What should be done? One proposed approach would reduce the significance of the raters’ opinions. In many cases, the importance of ratings comes partly from legal requirements that oblige or encourage institutional investors and investment vehicles to maintain portfolios of assets that have received sufficiently high grades from the recognized agencies.
Disappointment about the raters’ performance, and skepticism about the effectiveness of regulation, has led to calls to eliminate any regulatory reliance on ratings. If ratings are not backed by the force of law, so the argument goes, regulators ... can leave the monitoring of raters to the market.
Even if ratings were no longer required or encouraged by law, however, demand for ratings – and the need to improve their reliability – would remain. Many investors are unable to examine the extent to which a bond fund’s high yield is due to risk-taking, and would thus benefit from a rating of the fund’s holdings.
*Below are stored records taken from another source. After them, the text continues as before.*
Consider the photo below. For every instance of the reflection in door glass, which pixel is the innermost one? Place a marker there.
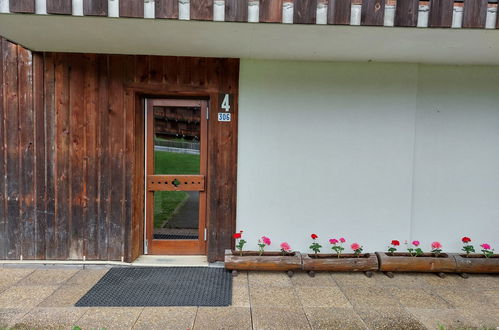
(176, 151)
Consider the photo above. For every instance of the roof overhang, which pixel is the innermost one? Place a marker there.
(252, 41)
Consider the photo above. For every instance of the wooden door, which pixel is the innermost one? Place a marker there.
(176, 167)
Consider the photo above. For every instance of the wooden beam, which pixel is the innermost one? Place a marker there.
(166, 9)
(406, 13)
(440, 13)
(339, 11)
(132, 8)
(373, 12)
(236, 10)
(62, 7)
(22, 6)
(95, 7)
(201, 10)
(271, 11)
(475, 13)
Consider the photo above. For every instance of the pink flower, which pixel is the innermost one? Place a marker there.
(355, 246)
(436, 245)
(285, 247)
(485, 246)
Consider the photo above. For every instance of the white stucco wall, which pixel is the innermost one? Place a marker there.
(371, 152)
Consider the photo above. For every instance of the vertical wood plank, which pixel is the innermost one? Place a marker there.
(40, 156)
(475, 13)
(22, 6)
(440, 13)
(76, 154)
(116, 139)
(166, 9)
(201, 10)
(51, 168)
(11, 109)
(27, 217)
(304, 11)
(236, 10)
(3, 199)
(63, 7)
(104, 159)
(90, 92)
(132, 8)
(406, 13)
(373, 12)
(63, 191)
(339, 12)
(271, 11)
(95, 7)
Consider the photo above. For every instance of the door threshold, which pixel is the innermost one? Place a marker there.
(171, 261)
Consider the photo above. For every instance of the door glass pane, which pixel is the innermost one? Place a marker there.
(176, 214)
(176, 140)
(176, 151)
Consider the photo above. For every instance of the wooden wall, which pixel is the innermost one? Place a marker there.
(71, 150)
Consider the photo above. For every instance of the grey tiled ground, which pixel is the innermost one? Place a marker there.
(44, 299)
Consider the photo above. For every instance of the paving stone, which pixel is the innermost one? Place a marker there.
(334, 318)
(110, 317)
(320, 279)
(240, 296)
(65, 296)
(418, 298)
(484, 318)
(166, 318)
(448, 318)
(367, 297)
(279, 318)
(322, 297)
(9, 276)
(355, 279)
(48, 277)
(269, 279)
(389, 318)
(86, 277)
(10, 316)
(223, 318)
(50, 318)
(25, 296)
(273, 296)
(458, 297)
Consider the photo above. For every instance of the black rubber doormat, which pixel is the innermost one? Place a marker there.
(161, 286)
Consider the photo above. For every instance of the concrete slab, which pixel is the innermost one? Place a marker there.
(50, 318)
(25, 296)
(334, 318)
(322, 297)
(110, 317)
(279, 318)
(166, 318)
(274, 296)
(223, 318)
(269, 279)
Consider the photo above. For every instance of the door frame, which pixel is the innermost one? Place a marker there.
(175, 247)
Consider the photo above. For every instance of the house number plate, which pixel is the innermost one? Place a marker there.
(224, 116)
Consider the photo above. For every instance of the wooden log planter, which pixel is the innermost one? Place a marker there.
(268, 261)
(367, 262)
(425, 263)
(477, 263)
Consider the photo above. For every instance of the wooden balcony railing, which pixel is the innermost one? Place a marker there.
(402, 13)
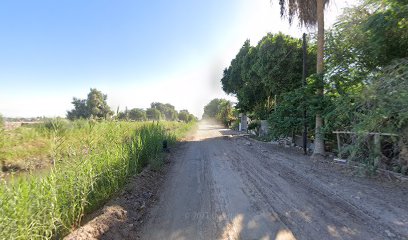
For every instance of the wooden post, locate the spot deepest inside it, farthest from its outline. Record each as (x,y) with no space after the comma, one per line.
(304,73)
(377,150)
(338,144)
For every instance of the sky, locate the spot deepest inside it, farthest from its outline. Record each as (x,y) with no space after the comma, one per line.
(136,52)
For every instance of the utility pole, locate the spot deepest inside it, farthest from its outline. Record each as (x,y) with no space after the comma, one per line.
(304,74)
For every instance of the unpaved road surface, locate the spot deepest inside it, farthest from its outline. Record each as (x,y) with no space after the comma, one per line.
(229,187)
(223,186)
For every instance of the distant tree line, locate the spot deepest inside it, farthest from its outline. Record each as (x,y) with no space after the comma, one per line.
(364,86)
(96,107)
(221,110)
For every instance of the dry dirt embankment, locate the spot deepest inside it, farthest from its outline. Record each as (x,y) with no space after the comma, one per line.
(222,186)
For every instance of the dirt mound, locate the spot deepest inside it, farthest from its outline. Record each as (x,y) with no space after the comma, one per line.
(122,217)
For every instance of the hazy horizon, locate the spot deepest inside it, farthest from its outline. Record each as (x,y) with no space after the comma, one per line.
(136,53)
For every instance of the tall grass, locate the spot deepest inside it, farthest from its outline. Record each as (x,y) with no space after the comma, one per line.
(88,170)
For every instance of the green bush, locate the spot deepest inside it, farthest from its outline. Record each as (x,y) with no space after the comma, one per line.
(91,164)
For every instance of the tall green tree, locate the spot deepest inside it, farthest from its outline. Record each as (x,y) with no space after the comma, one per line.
(311,13)
(80,109)
(260,73)
(95,106)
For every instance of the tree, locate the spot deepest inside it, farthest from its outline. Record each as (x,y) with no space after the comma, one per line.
(80,109)
(94,106)
(310,13)
(258,74)
(225,112)
(153,114)
(137,114)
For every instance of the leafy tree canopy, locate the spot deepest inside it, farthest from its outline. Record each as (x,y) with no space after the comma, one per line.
(95,106)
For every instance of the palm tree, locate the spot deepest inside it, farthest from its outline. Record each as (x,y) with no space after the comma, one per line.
(310,13)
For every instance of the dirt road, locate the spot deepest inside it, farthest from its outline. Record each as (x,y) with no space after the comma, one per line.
(228,187)
(223,186)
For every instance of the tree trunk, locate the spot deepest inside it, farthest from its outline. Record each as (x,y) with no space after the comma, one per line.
(319,136)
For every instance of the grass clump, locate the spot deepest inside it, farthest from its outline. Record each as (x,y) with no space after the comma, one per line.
(91,162)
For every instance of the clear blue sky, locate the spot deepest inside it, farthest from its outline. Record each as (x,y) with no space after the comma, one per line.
(135,51)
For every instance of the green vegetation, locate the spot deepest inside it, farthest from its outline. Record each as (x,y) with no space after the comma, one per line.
(364,83)
(91,162)
(94,106)
(221,110)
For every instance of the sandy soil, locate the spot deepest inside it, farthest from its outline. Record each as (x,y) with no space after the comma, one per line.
(223,186)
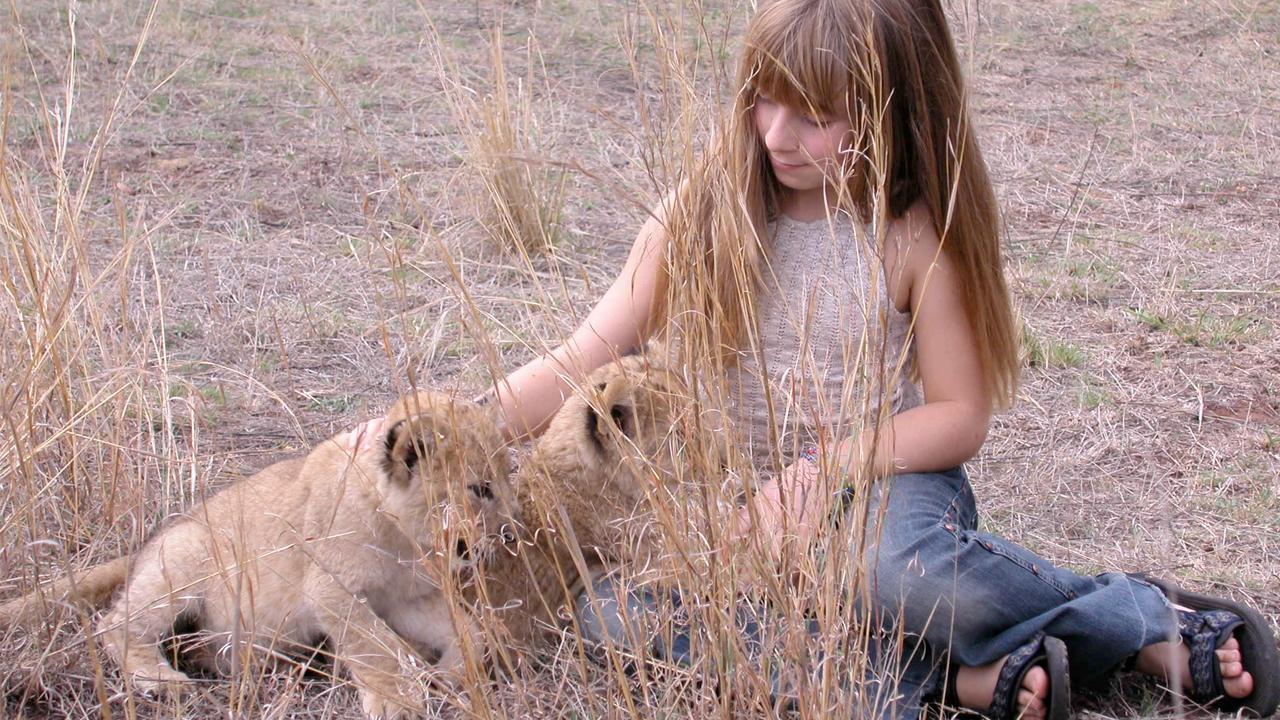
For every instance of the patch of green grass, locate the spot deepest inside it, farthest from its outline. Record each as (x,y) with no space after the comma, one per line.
(1206,329)
(334,404)
(1051,354)
(1091,395)
(179,331)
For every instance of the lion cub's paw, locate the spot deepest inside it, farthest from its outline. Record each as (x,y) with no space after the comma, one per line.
(379,706)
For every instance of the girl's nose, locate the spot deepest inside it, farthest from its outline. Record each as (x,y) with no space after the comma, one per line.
(780,135)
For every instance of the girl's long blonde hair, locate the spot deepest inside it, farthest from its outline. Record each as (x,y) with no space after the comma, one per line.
(891,67)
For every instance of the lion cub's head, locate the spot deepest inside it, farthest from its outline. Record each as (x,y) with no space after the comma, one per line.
(447,472)
(612,451)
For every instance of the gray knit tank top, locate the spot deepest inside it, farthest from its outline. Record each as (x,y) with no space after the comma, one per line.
(832,349)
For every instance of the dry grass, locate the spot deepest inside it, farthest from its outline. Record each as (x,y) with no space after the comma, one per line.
(211,260)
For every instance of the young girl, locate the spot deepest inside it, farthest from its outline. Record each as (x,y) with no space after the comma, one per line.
(845,219)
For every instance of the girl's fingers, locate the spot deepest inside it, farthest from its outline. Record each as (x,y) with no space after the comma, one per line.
(362,436)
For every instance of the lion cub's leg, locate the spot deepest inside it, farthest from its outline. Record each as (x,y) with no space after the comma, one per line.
(365,645)
(432,624)
(144,616)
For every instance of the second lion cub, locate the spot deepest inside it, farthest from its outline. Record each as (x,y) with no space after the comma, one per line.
(328,547)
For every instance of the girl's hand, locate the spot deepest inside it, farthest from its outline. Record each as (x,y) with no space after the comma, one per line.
(787,510)
(364,438)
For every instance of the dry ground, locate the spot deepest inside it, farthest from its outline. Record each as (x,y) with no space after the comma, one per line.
(256,254)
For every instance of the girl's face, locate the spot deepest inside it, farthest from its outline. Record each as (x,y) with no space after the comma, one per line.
(804,150)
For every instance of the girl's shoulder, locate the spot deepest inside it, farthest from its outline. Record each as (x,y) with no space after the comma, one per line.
(912,250)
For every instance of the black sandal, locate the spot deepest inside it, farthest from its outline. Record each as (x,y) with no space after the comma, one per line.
(1043,651)
(1205,623)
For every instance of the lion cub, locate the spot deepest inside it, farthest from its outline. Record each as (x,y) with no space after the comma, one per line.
(324,548)
(586,495)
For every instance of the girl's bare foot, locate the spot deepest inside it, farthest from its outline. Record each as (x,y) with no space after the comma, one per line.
(974,687)
(1173,662)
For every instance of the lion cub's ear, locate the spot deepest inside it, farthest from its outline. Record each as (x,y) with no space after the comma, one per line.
(407,442)
(618,397)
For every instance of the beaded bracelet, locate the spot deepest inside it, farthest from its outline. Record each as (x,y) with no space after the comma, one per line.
(809,452)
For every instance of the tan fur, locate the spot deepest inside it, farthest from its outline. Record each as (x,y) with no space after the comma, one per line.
(87,589)
(324,547)
(585,495)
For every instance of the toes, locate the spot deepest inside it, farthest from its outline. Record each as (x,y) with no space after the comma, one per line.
(1029,706)
(1033,693)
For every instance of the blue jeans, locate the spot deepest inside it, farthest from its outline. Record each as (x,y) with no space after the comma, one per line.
(972,597)
(981,596)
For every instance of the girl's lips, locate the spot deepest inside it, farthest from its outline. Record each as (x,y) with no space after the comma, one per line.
(785,165)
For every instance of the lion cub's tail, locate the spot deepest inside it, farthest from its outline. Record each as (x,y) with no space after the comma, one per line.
(90,589)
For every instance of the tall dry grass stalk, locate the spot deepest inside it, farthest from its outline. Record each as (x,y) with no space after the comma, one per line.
(524,192)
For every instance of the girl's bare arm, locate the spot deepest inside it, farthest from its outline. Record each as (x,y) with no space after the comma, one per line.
(534,392)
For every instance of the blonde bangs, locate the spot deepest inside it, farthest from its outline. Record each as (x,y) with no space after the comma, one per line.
(803,59)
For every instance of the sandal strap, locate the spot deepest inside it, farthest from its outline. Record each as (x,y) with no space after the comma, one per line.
(1004,698)
(1203,632)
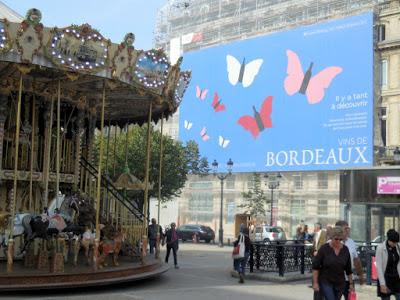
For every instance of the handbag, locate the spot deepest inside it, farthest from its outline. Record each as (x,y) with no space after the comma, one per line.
(239,249)
(352,295)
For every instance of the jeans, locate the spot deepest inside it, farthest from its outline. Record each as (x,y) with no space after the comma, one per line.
(152,244)
(174,248)
(397,297)
(240,264)
(329,291)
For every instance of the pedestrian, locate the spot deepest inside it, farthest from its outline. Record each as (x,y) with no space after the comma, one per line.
(331,262)
(319,238)
(388,266)
(154,228)
(355,260)
(172,242)
(240,263)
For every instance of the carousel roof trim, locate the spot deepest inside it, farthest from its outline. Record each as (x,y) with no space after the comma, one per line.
(84,61)
(9,14)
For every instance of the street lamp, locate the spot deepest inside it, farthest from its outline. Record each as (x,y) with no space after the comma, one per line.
(273,183)
(222,177)
(396,155)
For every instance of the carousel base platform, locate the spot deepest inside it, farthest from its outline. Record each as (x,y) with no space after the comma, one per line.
(23,278)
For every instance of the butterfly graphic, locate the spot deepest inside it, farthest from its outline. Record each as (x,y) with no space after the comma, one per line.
(188,125)
(223,142)
(260,121)
(203,134)
(201,94)
(241,72)
(312,87)
(216,104)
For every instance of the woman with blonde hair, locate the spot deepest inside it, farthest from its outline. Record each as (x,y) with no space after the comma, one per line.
(329,265)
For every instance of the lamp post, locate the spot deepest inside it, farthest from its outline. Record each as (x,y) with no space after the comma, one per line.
(222,177)
(396,155)
(273,183)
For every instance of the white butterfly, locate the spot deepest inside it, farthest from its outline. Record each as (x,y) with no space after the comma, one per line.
(188,125)
(223,142)
(241,72)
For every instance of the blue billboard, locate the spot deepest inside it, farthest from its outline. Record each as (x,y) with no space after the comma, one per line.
(295,100)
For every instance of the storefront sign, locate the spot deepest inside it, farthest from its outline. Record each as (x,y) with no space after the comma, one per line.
(388,185)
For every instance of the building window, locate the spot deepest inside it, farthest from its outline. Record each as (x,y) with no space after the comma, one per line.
(230,211)
(298,181)
(384,74)
(230,182)
(383,118)
(201,207)
(322,180)
(322,207)
(298,208)
(381,33)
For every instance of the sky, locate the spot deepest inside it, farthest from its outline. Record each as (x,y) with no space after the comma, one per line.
(113,18)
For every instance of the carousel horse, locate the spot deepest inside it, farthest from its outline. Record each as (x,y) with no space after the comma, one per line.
(32,226)
(110,246)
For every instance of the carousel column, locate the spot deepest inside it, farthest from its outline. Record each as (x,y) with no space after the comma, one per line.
(91,135)
(78,149)
(3,116)
(96,258)
(146,188)
(10,250)
(159,188)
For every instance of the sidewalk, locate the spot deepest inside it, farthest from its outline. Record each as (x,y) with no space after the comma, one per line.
(365,292)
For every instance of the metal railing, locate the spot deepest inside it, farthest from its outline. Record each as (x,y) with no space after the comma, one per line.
(296,257)
(280,257)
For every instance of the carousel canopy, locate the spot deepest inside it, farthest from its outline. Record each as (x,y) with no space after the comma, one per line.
(85,62)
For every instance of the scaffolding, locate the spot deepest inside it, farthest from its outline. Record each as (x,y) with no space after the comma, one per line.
(223,21)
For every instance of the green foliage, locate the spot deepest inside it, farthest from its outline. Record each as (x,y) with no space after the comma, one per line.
(255,200)
(178,160)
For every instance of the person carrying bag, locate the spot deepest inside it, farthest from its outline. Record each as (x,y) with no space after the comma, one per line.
(241,253)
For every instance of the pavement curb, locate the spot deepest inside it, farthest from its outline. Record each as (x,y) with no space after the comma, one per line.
(273,277)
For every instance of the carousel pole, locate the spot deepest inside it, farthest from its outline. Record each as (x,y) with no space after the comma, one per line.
(47,157)
(10,250)
(146,188)
(58,141)
(159,188)
(31,206)
(106,169)
(97,239)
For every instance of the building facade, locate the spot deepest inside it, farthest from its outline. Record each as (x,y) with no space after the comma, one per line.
(302,197)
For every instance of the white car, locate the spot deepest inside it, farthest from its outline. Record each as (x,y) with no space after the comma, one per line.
(269,234)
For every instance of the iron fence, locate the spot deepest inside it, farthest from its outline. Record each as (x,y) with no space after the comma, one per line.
(296,257)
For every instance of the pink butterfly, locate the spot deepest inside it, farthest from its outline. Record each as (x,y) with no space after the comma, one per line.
(312,87)
(203,134)
(216,103)
(201,94)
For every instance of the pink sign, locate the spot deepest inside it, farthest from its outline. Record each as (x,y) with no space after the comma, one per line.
(388,185)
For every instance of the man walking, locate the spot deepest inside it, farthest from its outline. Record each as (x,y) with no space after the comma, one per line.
(319,238)
(355,260)
(154,228)
(172,243)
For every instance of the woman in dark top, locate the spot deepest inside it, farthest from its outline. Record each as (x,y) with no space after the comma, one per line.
(329,265)
(240,263)
(388,266)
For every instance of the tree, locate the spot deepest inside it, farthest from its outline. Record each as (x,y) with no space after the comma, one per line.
(254,199)
(178,161)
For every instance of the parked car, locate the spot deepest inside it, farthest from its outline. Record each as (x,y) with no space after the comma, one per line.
(269,234)
(202,233)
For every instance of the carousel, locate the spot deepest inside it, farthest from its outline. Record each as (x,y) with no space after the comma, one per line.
(64,222)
Given past experience, we cannot rely on market reputation to ensure that such ratings will be reliable.
Another approach would be to unleash the liability system. ... But ... judicial scrutiny ... cannot ensure that raters do the right thing... There is thus no substitute for providing raters with incentives to provide as accurate a rating as they can. This can be done by making raters’ profits depend not on satisfying the issuers that select them, but on performing well for investors. ...
The US Senate voted this month to incorporate such a mechanism into the financial reform bill that will now have to be reconciled by the bill passed by the US House of Representatives. Under the Senate’s approach, regulators would create rules under which an independent regulatory board would choose raters. The board would be allowed to base its choices on raters’ past performance.
For such a mechanism to work well, it must link the number of assignments won by raters, and thus their compensation, to appropriate measures of their performance. Such measures should focus on what makes ratings valuable for the investors who use them...
Predictably, the Senate’s bill encountered stiff resistance from the dominant rating agencies. ... Rating agencies have been and should remain an important aspect of modern capital markets. But to make ratings work, the raters need to be rated.
At this point I'm not picky about how the incentive to issue higher than justified ratings is removed, there's more than one way to do this, the main thing is that a strong and effective mechanism along these lines is included in the final bill. [There also needs to be an entry and exit mechanism so that firm's that consistently give misleading risk assessments are driven from the set of authorized ratings agencies and replaced by new entrants to the industry.]